Example 1: Unity Shell

Query: /

Return Value:

[
        (
                '/Unity',
                {
                        'id': [0, 0],
                        'Children': [0,
                                [
                                        'DashController',
                                        'HudController',
                                        'LauncherController',
                                        'PanelController',
                                        'Screen',
                                        'SessionController',
                                        'ShortcutController',
                                        'SwitcherController',
                                        'WindowManager'
                                ]
                        ]
                }
        )
]

Example 2: Qt Creator Menu

This is a much larger object, and shows the globalRect attribute.

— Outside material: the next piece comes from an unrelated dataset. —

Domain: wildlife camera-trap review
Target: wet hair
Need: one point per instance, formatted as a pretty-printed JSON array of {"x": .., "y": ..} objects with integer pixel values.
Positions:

Query: /QtCreator/QMenu[objectName="Project.Menu.Session"]

Return Value:

[
        (
                '/QtCreator/QMenu',
                {
                        '_autopilot_id': [0, 3],
                        'acceptDrops': [0, False],
                        'accessibleDescription': [0, ''],
                        'accessibleName': [0, ''],
                        'autoFillBackground': [0, False],
                        'baseSize': [3, 0, 0],
                        'Children': [0, ['QAction', 'DBusMenu']],
                        'childrenRect': [1, 0, 0, 0, 0],
                        'contextMenuPolicy': [0, 1],
                        'enabled': [0, True],
                        'focus': [0, False],
                        'focusPolicy': [0, 0],
                        'frameGeometry': [1, 0, 0, 100, 30],
                        'frameSize': [3, 100, 30],
                        'fullScreen': [0, False],
                        'geometry': [1, 0, 0, 100, 30],
                        'globalRect': [1, 0, 0, 100, 30],
                        'height': [0, 30],
                        'id': [0, 3],
                        'inputMethodHints': [0, 0],
                        'isActiveWindow': [0, False],
                        'layoutDirection': [0, 0],
                        'maximized': [0, False],
                        'maximumHeight': [0, 16777215],
                        'maximumSize': [3, 16777215, 16777215],
                        'maximumWidth': [0, 16777215],
                        'minimized': [0, False],
                        'minimumHeight': [0, 0],
                        'minimumSize': [3, 0, 0],
                        'minimumSizeHint': [3, -1, -1],
                        'minimumWidth': [0, 0],
                        'modal': [0, False],
                        'mouseTracking': [0, True],
                        'normalGeometry': [1, 0, 0, 0, 0],
                        'objectName': [0, 'ProjectExplorer.Menu.Debug'],
                        'pos': [2, 0, 0],
                        'rect': [1, 0, 0, 100, 30],
                        'separatorsCollapsible': [0, True],
                        'size': [3, 100, 30],
                        'sizeHint': [3, 293, 350],
                        'sizeIncrement': [3, 0, 0],
                        'statusTip': [0, ''],
                        'styleSheet': [0, ''],
                        'tearOffEnabled': [0, False],
                        'title': [0, '&Debug'],
                        'toolTip': [0, ''],
                        'updatesEnabled': [0, True],
                        'visible': [0, False],
                        'whatsThis': [0, ''],
                        'width': [0, 100],
                        'windowFilePath': [0, ''],
                        'windowIconText': [0, ''],
                        'windowModality': [0, 0],
                        'windowModified': [0, False],
                        'windowOpacity': [0, 1.0],
                        'windowTitle': [0, ''],
                        'x': [0, 0],
                        'y': [0, 0]
                }
        )
]

Note that most attributes are given the “plain” type id of 0, but some (such as ‘pos’, ‘globalRect’, and ‘size’ in the above example) are given more specific type ids.